Egle Katkeviciute 1, Marlene Schwarzfischer 1, Philipp Busenhart 1, Claudia Gottier 1, Dunja Mrdjen 2, Juliana Komuczki 2, Marcin Wawrzyniak 1, Silvia Lang 1, Kirstin Atrott 1, Burkhard Becher 2, Gerhard Rogler 1 3, Michael Scharl 1 3, Marianne R Spalinger 1

Affiliations

Protein Tyrosine Phosphatase Non-Receptor Type 2 Function in Dendritic Cells Is Crucial to Maintain Tissue Tolerance

Larissa Hering et al.
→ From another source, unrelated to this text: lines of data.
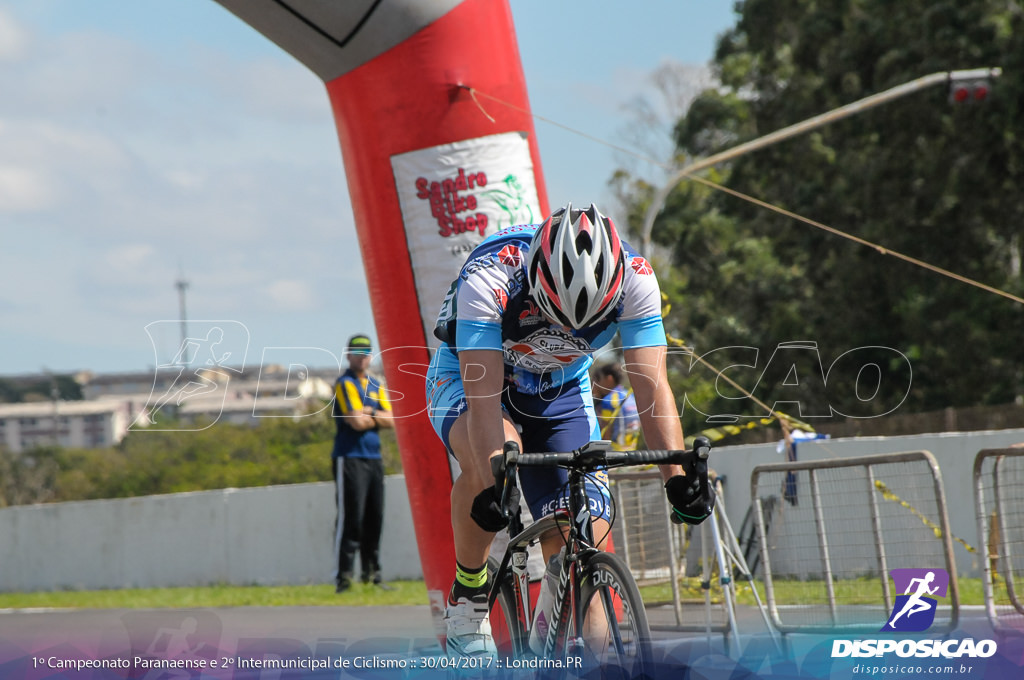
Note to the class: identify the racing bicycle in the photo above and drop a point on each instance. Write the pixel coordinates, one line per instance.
(597, 613)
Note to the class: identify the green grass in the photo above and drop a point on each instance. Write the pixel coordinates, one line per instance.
(404, 593)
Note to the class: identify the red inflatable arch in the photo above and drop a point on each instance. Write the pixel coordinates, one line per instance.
(429, 174)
Front Immunol. 2020.

Abstract

Protein tyrosine phosphatase non-receptor type 2 (PTPN2) plays a pivotal role in immune homeostasis and has been associated with human autoimmune and chronic inflammatory diseases. Though PTPN2 is well-characterized in lymphocytes, little is known about its function in innate immune cells. Our findings demonstrate that dendritic cell (DC)-intrinsic PTPN2 might be the key to explain the central role for PTPN2 in the immune system to maintain immune tolerance. Partial genetic PTPN2 ablation in DCs resulted in spontaneous inflammation, particularly in skin, liver, lung and kidney 22 weeks post-birth. DC-specific PTPN2 controls steady-state immune cell composition and even incomplete PTPN2 deficiency in DCs resulted in enhanced organ infiltration of conventional type 2 DCs, accompanied by expansion of IFNγ-producing effector T-cells. Consequently, the phenotypic effects of DC-specific PTPN2 deficiency were abolished in T-cell deficient Rag knock-out mice. Our data add substantial knowledge about the molecular mechanisms to prevent inflammation and maintain tissue tolerance.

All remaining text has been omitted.